Market Analysis

May was a testing time for cryptocurrencies like Bitcoin (BTC). The flagship digital asset was already wobbling after rallying to nearly $65,000 in mid April, owing to profit-taking sentiment among traders.

Elon Musk accelerated the sell-off by reversing his company’s plans to accept Bitcoin as payment for Tesla’s electric cars.

Later in the month, the People’s Bank of China reiterated to the country’s financial institutions against the use of virtual currencies for payments. Chinese authorities are also starting to keep a close eye on crypto mining — the process by which computers mine cryptocurrencies like Bitcoin.

More blows to the cryptocurrency sector came from the U.S. tax and monetary authorities, including Federal Reserve Chairman Jerome Powell, who suggested that more regulations are needed.

All and all, the flurry of negative updates caused the cryptocurrency market to lose more than $500 billion in May. Being the benchmark digital asset, Bitcoin also suffered the brunt of aggressive downside pressure, falling 35.50% in the month.

Meanwhile, physical gold exchange-traded funds (ETFs) recorded its strongest months in May 2021 since September 2020. The funds across the globe attracted a combined total of $3.4 billion compared to September’s $4.8 billion, according to data provided by the World Gold Council (WGC).

In detail, U.S.-based gold ETFs experienced an inflow worth $2.1 billion. The European gold ETFs reported $1.6 billion worth of deposits. Nonetheless, Asian funds tracking the precious metal’s prices noted an outflow of about $300 million.

Strong demand for gold ETFs also contributed to the rise of its spot prices. As a result, the XAU/USD exchange rate jumped 7.6% in May to $1,912.785 an ounce.

Negative correlation 

The polar opposite moves in Bitcoin and Gold markets indicated that a short-term negative correlation has been brewing between them. In addition, Wall Street veterans Nick Colas and Jessica Rabe also wrote in their DataTrek Research report that the sell-off in virtual currencies might have boosted gold’s appeal among institutional investors.

The market strategists projected Bitcoin as a riskier alternative to Gold. Meanwhile, they noted that the precious metal’s value does not decline by half in five weeks because of Elon Musk tweets, nor does it respond to policymakers’ ban threats.

“Gold is, relative to virtual currencies, a no-drama investment. [Therefore], we continue to recommend a 3-5 percent position in gold for diversified portfolios.”

Bitcoin is largely a speculative bet for wealthy and small retail investors seeking quick profits. But the fixed supply of BTC has also seen it benefit from fears of rising inflation, similar to gold.
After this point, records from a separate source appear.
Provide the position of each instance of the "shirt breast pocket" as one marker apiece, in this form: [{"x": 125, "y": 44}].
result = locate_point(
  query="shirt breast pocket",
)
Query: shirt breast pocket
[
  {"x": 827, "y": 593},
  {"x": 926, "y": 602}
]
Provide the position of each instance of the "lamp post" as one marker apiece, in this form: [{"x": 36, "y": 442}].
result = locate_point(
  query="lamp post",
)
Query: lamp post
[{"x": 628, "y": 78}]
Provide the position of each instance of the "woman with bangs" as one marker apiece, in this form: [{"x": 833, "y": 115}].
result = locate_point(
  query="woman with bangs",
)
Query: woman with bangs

Corporates including Tesla, Ruffer Investments, Square, and MicroStrategy added Bitcoin to their cash-ruled balance sheets.

They did so to offset inflation risks brought forth by the Federal Reserve’s unprecedented expansionary policies, including near-zero interest rates and a $120 billion monthly asset purchasing program. 

The high-profile investments played a key role in doubling Bitcoin prices in the first quarter of 2021, fueled further higher to around $65,000 by mid-April by an increase in debt-fueled leveraged bets and influx of new retail traders into the market.

On the other hand, Gold ETFs reported six months of back-to-back outflows until May 2021. JPMorgan analysts in January 2021 reported that gold ETFs lost about $7 billion in the same period Grayscale Bitcoin Trust (GBTC), a trust operated by New York-based Grayscale Investments, attracted $3 billion.

The lack of capital injection into precious metal funds also lowered its spot bids; XAU/USD closed the first 2021 quarter down 10.14% opposed to Bitcoin’s 100% returns.

In May 2021, another JPMorgan report suggested that large institutional investors secured their profits in Bitcoin to seek opportunities in gold. They cited open interest data in Bitcoin futures contracts on the Chicago Mercantile Exchange that experienced its biggest drop since October 2020. JPMorgan analysts said:

“The bitcoin flow picture continues to deteriorate and is pointing to continued retrenchment by institutional investors.”

The statements also appeared as Ruffer Investments, a U.K.-based fund that manages about $33.95 billion for wealthy individuals and charities, also announced Tuesday that it has unloaded its entire Bitcoin position and has netted $1.56 billion in profits.

Duncan MacInnes, investment director at Ruffer, told the Finance Times that they had shifted the funds into gold, commodity stocks, and inflation-protected bonds.

Macinnes added that Bitcoin is still “on the menu” of Ruffer’s potential investments in the future, noting that the world is desperate for new safe-haven against ultra-low bond yields.